By Peter Key
The Senate on Thursday confirmed Republican Kevin McIntyre and Democrat Richard Glick to FERC, giving the commission a full panel for the first time in two years.
The two were approved on voice votes, putting them in a position to weigh in on Energy Secretary Rick Perry’s controversial proposal to provide price supports to coal and nuclear plants in competitive markets (RM18-1).
McIntyre, the coleader of the global Energy Practice at the law firm Jones Day, will serve out the rest of a term that ends June 2018, and then serve a full term that ends June 2023. Glick, the general counsel for Democrats on the Senate Energy and Natural Resources Committee, will serve a term that ends in June 2022.
The nominations of McIntyre and Glick were approved by the Senate Energy and Natural Resources Committee in September, but their confirmations were blocked last month by Sen. Jim Inhofe (R-Okla.), who complained Senate Democrats were blocking several of President Trump’s other nominees. (See Senate Panel Clears McIntyre, Glick for FERC.)
The two were among more than two dozen appointees approved Thursday.
Once they are sworn in, FERC will have its full five members for the first time since October 2015, when Republican Philip Moeller left the commission. FERC was without a quorum between February, when former Chairman Norman Bay resigned, and August, when Republicans Neil Chatterjee and Robert Powelson joined Commissioner Cheryl LaFleur on the commission. (See FERC Quorum Restored as Powelson, Chatterjee Confirmed.)
Chatterjee welcomed the two in a statement released by FERC. “I’ve enjoyed getting to know Kevin through the confirmation process and am eager to start working with him, and it will be great to reunite with Rich Glick, my former Senate colleague,” he said.
The addition of the two ensures, however, that Chatterjee would need to attract at least two votes for a majority in support of the Department of Energy’s Notice of Proposed Rulemaking to provide “full recovery” of nuclear and coal plant costs. (See FERC Chair Praises Perry’s ‘Bold Leadership’ on NOPR.)
Chatterjee said at a luncheon Wednesday that the federal government may “cast a lifeline” to coal and nuclear power plants while it conducts a long-term review of the country’s power grid.
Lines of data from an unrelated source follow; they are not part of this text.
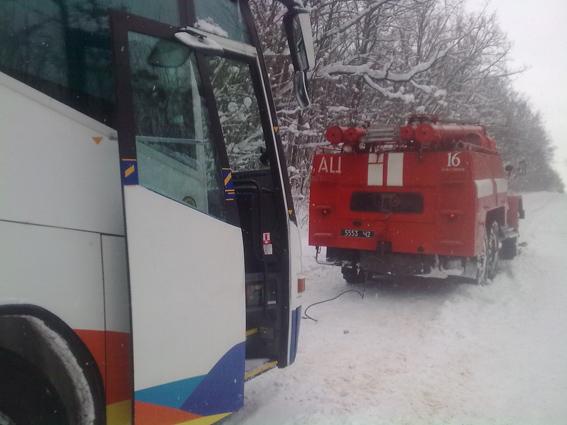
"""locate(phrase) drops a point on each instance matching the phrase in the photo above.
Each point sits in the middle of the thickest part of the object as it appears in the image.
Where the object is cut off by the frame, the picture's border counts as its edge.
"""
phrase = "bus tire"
(57, 380)
(26, 395)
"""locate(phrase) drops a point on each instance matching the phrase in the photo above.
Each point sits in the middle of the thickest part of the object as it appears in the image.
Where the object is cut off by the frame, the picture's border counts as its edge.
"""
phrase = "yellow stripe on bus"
(260, 369)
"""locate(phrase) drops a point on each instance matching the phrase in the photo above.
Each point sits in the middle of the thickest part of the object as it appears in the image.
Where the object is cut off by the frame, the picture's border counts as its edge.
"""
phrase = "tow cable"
(307, 316)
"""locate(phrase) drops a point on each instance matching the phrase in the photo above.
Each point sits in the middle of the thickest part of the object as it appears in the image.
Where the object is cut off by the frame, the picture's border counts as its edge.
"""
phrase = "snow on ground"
(432, 352)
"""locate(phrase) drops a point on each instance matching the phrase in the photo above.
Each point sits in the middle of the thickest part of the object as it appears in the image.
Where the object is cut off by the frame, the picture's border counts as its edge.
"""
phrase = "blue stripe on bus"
(220, 391)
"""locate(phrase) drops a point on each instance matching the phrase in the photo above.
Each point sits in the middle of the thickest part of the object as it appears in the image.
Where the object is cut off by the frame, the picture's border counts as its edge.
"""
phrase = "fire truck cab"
(426, 198)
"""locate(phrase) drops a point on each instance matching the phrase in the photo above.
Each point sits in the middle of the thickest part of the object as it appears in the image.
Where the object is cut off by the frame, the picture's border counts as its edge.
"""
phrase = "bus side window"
(174, 151)
(239, 114)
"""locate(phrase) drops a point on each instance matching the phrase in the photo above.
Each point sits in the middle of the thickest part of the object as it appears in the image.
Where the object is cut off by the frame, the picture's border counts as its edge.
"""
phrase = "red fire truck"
(427, 198)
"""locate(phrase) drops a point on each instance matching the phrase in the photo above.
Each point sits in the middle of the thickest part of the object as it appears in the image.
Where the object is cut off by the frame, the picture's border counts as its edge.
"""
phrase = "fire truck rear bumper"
(417, 265)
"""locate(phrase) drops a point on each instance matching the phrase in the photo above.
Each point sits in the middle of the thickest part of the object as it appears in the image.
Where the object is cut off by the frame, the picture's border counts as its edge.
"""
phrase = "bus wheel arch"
(40, 343)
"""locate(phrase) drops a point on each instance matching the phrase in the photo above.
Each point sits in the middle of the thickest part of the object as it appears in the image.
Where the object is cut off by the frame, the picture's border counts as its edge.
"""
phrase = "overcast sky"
(538, 32)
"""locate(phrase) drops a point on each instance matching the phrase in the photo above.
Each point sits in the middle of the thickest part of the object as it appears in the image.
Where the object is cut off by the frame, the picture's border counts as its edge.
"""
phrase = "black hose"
(307, 316)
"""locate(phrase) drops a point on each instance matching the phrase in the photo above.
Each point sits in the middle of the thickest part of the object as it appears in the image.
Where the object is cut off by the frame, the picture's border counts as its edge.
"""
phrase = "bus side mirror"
(297, 24)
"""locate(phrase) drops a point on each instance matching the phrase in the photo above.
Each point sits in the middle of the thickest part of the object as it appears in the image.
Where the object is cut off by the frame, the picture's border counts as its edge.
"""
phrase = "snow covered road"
(432, 352)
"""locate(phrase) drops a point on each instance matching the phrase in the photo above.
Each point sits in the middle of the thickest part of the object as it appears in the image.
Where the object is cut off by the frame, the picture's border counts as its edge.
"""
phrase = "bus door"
(185, 250)
(259, 188)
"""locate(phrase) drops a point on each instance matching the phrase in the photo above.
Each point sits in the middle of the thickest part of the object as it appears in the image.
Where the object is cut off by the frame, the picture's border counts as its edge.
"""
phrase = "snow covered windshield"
(223, 18)
(239, 113)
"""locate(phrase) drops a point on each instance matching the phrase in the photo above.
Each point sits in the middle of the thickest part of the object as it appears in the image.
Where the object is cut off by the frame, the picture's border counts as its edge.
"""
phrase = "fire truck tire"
(509, 249)
(353, 275)
(492, 249)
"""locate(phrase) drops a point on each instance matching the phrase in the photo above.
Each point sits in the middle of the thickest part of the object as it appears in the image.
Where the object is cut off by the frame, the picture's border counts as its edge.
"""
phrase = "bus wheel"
(353, 274)
(26, 395)
(492, 250)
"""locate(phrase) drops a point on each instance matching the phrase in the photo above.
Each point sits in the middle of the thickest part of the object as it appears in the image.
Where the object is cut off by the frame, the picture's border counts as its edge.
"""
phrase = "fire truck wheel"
(353, 274)
(509, 249)
(492, 250)
(481, 262)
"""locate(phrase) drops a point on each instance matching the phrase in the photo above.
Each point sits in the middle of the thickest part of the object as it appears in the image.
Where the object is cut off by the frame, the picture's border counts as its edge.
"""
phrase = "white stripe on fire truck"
(501, 185)
(395, 169)
(375, 169)
(484, 188)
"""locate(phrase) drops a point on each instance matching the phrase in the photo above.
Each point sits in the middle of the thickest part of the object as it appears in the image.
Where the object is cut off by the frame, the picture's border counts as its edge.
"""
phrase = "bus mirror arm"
(197, 40)
(297, 25)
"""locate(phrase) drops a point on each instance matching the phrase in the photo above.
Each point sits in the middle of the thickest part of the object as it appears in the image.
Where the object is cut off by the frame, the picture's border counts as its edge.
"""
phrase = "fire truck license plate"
(357, 233)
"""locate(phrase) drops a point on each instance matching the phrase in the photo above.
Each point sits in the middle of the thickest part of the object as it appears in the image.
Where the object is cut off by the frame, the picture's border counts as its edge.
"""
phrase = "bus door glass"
(247, 131)
(185, 255)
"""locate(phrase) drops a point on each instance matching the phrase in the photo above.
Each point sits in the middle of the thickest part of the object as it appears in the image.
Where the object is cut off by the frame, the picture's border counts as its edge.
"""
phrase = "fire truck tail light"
(335, 134)
(324, 209)
(407, 133)
(425, 133)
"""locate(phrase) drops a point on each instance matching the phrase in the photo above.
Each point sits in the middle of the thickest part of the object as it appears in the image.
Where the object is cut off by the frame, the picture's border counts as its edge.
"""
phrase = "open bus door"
(208, 252)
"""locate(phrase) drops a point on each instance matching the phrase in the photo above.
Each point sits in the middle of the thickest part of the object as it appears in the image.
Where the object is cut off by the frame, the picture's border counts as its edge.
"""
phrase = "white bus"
(149, 254)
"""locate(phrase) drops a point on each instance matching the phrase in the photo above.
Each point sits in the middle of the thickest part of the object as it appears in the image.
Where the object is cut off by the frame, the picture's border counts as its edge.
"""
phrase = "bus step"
(256, 367)
(251, 332)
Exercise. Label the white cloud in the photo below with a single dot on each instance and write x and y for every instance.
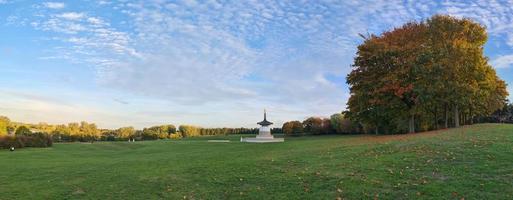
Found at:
(243, 55)
(71, 15)
(54, 5)
(505, 61)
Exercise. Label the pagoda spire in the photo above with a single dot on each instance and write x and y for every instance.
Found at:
(265, 122)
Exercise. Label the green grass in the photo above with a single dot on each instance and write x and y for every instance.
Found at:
(474, 162)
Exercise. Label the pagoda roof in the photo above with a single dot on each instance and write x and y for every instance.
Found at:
(265, 122)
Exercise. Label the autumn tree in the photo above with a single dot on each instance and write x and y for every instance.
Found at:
(412, 71)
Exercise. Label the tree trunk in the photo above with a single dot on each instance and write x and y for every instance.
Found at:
(412, 123)
(436, 118)
(456, 116)
(446, 117)
(471, 116)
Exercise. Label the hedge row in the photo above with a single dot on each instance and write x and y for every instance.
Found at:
(20, 141)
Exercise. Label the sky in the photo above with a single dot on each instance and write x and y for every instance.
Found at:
(210, 63)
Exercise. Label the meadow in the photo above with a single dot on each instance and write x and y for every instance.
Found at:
(472, 162)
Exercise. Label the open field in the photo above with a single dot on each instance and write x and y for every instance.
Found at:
(474, 162)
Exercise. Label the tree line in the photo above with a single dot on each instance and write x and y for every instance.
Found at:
(336, 124)
(88, 132)
(424, 76)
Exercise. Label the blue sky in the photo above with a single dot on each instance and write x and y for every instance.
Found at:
(211, 63)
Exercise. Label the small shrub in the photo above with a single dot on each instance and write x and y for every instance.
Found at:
(32, 140)
(175, 136)
(293, 128)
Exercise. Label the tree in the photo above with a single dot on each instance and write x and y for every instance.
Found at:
(189, 131)
(23, 130)
(4, 124)
(341, 125)
(412, 71)
(126, 132)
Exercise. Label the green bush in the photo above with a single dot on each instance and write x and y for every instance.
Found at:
(189, 131)
(32, 140)
(293, 128)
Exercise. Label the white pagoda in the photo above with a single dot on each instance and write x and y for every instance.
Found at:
(264, 133)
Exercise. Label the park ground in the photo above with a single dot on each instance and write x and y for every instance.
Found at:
(472, 162)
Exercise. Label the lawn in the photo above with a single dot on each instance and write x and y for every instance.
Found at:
(474, 162)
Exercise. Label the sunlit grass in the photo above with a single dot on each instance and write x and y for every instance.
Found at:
(473, 162)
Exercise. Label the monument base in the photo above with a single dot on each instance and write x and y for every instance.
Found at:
(262, 140)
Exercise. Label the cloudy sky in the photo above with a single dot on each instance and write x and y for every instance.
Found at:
(210, 63)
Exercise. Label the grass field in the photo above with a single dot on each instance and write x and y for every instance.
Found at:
(474, 162)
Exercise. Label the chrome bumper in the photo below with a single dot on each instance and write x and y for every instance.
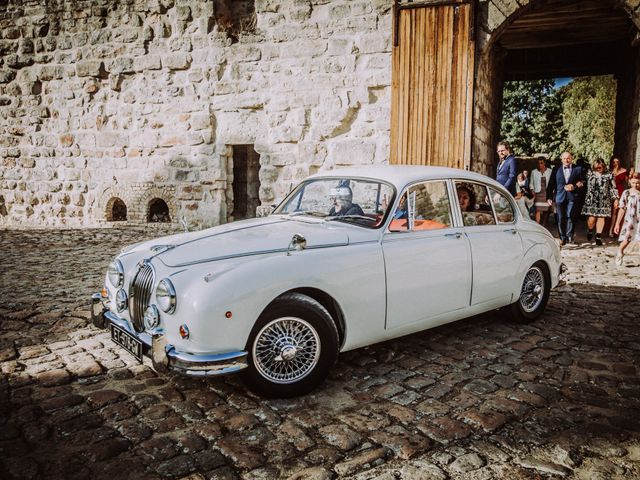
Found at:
(163, 355)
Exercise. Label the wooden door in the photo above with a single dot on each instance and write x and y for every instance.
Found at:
(432, 84)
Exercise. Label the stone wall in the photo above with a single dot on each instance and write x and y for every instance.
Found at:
(142, 98)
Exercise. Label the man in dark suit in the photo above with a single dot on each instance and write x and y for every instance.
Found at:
(506, 171)
(565, 188)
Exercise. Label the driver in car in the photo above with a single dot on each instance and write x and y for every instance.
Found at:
(342, 197)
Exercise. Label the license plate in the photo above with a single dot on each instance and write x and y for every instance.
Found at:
(127, 341)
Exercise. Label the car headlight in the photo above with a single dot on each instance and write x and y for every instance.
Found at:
(121, 300)
(151, 317)
(115, 273)
(166, 296)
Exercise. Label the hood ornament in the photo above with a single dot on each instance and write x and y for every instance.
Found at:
(298, 242)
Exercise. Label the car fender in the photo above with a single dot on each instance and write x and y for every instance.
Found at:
(536, 248)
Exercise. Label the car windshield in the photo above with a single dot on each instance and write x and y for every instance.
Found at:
(352, 200)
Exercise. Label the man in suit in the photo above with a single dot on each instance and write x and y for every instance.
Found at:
(506, 172)
(565, 187)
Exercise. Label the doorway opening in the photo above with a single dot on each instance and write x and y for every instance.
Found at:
(550, 39)
(246, 182)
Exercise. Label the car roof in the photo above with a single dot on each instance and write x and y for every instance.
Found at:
(402, 175)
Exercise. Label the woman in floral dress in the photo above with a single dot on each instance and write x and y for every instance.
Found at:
(629, 210)
(601, 193)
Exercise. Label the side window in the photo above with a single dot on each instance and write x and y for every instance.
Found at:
(424, 206)
(502, 206)
(474, 203)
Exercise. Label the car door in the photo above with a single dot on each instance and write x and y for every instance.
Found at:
(427, 258)
(496, 247)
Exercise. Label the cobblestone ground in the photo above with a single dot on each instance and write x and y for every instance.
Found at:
(479, 399)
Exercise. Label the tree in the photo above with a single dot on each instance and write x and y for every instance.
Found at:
(532, 117)
(589, 109)
(579, 117)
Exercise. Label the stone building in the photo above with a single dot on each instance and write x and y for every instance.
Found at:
(203, 111)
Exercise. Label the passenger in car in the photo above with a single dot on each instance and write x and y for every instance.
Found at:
(342, 198)
(466, 198)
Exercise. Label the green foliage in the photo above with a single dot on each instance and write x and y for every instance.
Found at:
(589, 111)
(579, 117)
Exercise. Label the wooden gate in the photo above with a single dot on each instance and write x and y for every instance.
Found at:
(432, 83)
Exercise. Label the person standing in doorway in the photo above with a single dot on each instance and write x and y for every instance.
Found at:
(538, 184)
(601, 194)
(628, 219)
(620, 175)
(565, 187)
(506, 171)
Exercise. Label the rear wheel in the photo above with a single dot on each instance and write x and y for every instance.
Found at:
(534, 294)
(291, 348)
Chatterjee said he was worried that short-term market pressures would force the owners of coal and nuclear plants to close them and later on the country would realize it needed the power they produced.
Although DOE put no price tag on its proposal, estimates of its cost range into the billions. (See Cost Estimates on DOE NOPR: $300 million to $32 billion.) In a conference call with Kentucky reporters Thursday, Chatterjee acknowledged that the policy could result in higher electric bills for some customers. Additional revenue to keep struggling coal plants running “would come from customers in that region, who need the reliability,” he said, according to the Courier Journal. “It’s in these customers’ interests to keep these plants open.”
Chatterjee, like his former boss, Senate Majority Leader Mitch McConnell, is from Kentucky.
During his confirmation hearing, McIntyre said, “FERC is not an entity whose role includes choosing fuels for the generation of electricity.” (See McIntyre to Senate: ‘FERC does not Pick Fuels’.)